Guiding contributors, reviewers & maintainers through the complexity of SpeechBrain testing.
SpeechBrain is the name of a speech technology toolkit. It is written in Python and uses an extended YAML (HyperPyYAML) for hyperparameters in recipes, as well as some tutorials and scripts. SpeechBrain (the toolkit) is continuously updated and improved by the SpeechBrain community and the SpeechBrain core team, working together on GitHub. New versions of SpeechBrain (the toolkit) are continuously published by the core team on platforms like PyPI.
If we take a step back, SpeechBrain also refers to a wider ecosystem, which has spread to many different platforms: there’s documentation on readthedocs, tutorials on Colab, models on HuggingFace, et cetera. Another important part of SpeechBrain are the recipes. The main GitHub repository houses a set of recipes, which has built up over time.

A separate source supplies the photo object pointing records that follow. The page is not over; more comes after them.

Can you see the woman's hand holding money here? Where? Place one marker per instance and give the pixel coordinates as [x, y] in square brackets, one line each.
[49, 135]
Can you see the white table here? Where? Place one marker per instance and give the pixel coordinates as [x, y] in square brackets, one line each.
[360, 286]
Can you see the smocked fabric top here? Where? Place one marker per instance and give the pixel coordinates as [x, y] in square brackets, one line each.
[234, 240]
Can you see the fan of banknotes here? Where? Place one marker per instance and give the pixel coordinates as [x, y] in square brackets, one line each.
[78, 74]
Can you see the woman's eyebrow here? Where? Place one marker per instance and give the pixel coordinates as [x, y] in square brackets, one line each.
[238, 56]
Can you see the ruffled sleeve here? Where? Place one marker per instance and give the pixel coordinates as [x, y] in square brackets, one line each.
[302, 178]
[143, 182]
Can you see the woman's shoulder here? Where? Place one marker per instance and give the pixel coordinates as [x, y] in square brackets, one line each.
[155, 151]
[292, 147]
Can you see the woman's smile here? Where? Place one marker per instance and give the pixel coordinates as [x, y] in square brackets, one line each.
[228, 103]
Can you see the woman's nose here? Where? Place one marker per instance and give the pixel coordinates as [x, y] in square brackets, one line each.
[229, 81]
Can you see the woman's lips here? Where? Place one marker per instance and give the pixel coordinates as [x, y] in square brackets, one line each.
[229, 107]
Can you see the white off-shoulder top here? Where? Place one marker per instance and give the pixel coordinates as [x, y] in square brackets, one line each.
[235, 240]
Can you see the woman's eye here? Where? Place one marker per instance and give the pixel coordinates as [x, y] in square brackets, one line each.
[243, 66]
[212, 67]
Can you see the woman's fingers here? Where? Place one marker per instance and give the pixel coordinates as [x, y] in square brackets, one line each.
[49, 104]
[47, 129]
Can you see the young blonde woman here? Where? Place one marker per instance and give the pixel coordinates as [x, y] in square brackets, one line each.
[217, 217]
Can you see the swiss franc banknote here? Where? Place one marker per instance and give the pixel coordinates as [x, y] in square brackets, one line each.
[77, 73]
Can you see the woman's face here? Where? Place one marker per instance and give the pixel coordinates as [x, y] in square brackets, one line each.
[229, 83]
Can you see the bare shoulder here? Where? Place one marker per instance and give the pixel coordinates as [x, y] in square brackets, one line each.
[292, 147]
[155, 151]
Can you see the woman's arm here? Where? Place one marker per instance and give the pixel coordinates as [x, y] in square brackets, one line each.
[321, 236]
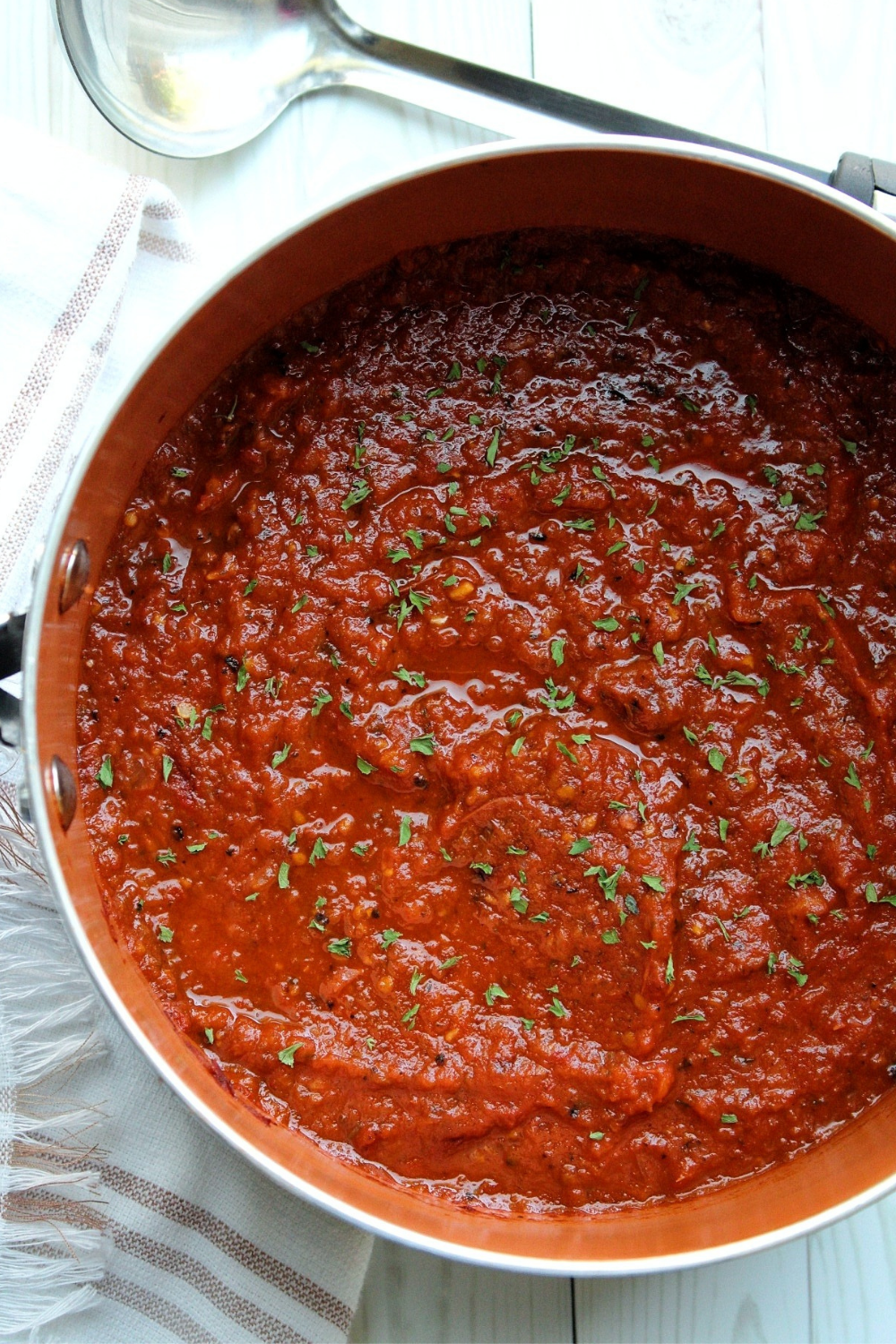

As SpeechBrain (all of it) is improved and changed, ideally the old, existing parts should continue to work well. However, in reality, changes will break old parts.
The purpose of tests is to ensure that things work, or that at least we know what breaks: for example, SpeechBrain (the toolkit) has unittests which test specific bits of code in the core library. But since SpeechBrain (the ecosystem) is quite wide and spread out, there should also be other types of tests which ensure that the different platforms cooperate and the recipes keep working.
Demonstrating that no harm is done by some given change is a big challenge. Ideally, tests will help in integrating (potentially legacy-breaking) changes without losing the existing achievements.
The following graphics illustrate the different complexities at work when it comes to testing in SpeechBrain.
by Andreas Nautsch, Aku Rouhe, 2022
Functionality provided on multiple platforms, in the SpeechBrain ecosystem.
(documentation) (tutorials)
.—————————————. .———————.
| readthedocs | ‚––> | Colab |
\—————————————/ ∕ \———————/
^ ‚––––‘ |
(release) | ∕ v
.——————. .———————————. (landing) .———————————.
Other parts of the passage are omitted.